Funded Grants

Understanding the unique relationship between language and human cognition

The diversity of the world's languages led many thinkers to speculate that linguistic diversity could also lead to cognitive diversity across speakers of different languages. This theory of linguistic relativity, most notably articulated in the Sapir-Whorf hypothesis, has generated rich debate about the relationship between language and thought. My research program sharpens this debate by asking whether language in any form supports uniquely human abilities to reason about the world. Moreover, I consider whether the relationship between language and cognition can be mediated by the modality of one's language: signed or spoken.

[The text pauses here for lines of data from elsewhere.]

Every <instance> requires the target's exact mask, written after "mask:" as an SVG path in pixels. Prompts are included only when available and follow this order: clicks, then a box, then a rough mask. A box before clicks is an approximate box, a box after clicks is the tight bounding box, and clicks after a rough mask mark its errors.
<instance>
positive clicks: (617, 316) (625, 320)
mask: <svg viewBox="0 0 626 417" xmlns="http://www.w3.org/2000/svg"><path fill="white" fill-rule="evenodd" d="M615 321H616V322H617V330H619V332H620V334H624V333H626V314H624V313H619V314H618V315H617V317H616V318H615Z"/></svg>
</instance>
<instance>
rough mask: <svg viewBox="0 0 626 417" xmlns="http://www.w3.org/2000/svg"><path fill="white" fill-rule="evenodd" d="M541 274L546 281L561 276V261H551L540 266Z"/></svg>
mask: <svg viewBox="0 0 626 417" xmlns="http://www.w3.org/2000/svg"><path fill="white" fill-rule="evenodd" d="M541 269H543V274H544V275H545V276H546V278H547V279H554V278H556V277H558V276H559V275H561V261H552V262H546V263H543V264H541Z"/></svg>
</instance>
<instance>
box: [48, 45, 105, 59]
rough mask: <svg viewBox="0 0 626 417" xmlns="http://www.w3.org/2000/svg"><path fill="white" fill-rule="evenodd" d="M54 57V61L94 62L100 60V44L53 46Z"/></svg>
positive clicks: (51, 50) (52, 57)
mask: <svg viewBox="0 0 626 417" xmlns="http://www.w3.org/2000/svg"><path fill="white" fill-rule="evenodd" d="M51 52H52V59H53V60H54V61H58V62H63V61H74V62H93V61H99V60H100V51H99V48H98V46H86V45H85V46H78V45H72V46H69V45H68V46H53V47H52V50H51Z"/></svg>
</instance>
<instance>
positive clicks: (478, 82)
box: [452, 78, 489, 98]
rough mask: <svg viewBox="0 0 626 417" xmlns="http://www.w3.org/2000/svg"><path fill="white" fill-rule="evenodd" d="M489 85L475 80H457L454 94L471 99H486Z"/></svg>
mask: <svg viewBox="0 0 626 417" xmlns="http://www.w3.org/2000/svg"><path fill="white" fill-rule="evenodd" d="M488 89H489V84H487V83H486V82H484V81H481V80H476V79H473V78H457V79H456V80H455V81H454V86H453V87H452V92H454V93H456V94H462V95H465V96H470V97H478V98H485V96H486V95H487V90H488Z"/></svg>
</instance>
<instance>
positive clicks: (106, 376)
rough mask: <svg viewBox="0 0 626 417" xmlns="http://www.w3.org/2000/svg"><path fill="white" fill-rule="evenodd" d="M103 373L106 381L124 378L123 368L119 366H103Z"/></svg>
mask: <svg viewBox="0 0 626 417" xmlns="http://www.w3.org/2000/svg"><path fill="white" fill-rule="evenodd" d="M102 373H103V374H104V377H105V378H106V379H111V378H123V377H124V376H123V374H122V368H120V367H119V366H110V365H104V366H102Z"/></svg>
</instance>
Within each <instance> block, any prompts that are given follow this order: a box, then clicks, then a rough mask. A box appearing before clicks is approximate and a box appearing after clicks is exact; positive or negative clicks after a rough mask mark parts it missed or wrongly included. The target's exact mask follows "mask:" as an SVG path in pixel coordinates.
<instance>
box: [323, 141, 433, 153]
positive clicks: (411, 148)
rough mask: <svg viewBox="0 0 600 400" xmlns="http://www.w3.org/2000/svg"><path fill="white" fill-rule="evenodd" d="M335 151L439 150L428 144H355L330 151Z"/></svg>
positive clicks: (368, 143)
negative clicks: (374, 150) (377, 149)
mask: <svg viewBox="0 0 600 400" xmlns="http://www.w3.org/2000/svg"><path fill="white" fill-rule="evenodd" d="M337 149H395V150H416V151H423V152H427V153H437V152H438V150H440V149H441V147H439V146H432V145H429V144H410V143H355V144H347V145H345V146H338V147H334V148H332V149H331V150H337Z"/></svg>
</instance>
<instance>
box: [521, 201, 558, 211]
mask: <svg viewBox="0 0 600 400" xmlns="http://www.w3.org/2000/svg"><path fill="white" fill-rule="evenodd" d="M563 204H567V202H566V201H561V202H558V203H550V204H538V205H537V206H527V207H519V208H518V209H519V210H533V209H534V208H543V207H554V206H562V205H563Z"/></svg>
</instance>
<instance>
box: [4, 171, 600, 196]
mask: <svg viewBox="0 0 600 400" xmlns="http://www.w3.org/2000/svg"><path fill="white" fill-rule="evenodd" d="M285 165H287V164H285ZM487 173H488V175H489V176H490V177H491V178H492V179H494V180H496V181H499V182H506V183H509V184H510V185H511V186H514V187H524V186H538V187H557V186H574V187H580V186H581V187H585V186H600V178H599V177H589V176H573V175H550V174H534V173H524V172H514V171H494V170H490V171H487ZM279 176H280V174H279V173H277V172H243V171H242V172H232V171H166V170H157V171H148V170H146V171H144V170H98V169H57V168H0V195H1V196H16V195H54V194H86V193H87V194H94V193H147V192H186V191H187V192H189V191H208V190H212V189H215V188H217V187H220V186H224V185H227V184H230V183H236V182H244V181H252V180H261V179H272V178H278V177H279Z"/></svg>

With support from the James S. McDonnell Foundation I will aim to pinpoint the exact nature of the relationship between language and cognition by combining laboratory research and fieldwork to investigate (a) aspects of human cognition that depend on having a language- any language, (b) effects of language modality, spoken or signed, on cognition, and (c) effects of cognition on the acquisition and emergence of language in the visual-spatial modality. Because experimental deprivation of language to children is unethical, I work with populations where we observe naturally occurring manipulations of language exposure: deaf children with delayed first-language exposure, learners of an emerging sign language in Nicaragua, and children and adults who acquired a sign language from birth. Each allows us to ethically isolate differential effects of language on cognition, and of cognition on language.

Within each of the three directions, I examine the same three areas: theory-of-mind, spatial cognition, and analogical reasoning. Theory-of-mind broadly refers to the understanding of internal states - intentions, desires, emotions, and beliefs-and that others' internal states can be different from one's own. In the domain of spatial cognition, my work investigates the ability to integrate multiple cues for navigation, engage in visual perspective-taking, and categorize the way in which objects are spatially located. With respect to analogical reasoning, I focus on the ability to detect and generate analogical mappings between a meaning (e.g., a location) and either a linguistic (e.g., a word) or non-linguistic (e.g., a map) representation.

By identifying the domains of human cognition that depend on language and vice versa, we gain deep insight into how language and cognition leveraged elements from each other over the course of evolution to engender modern human cognition. But just as importantly, we can identify points of intervention to foster success for language-delayed children, and we can develop expectations for the trajectory of language acquisition appropriate for the learners' language modality.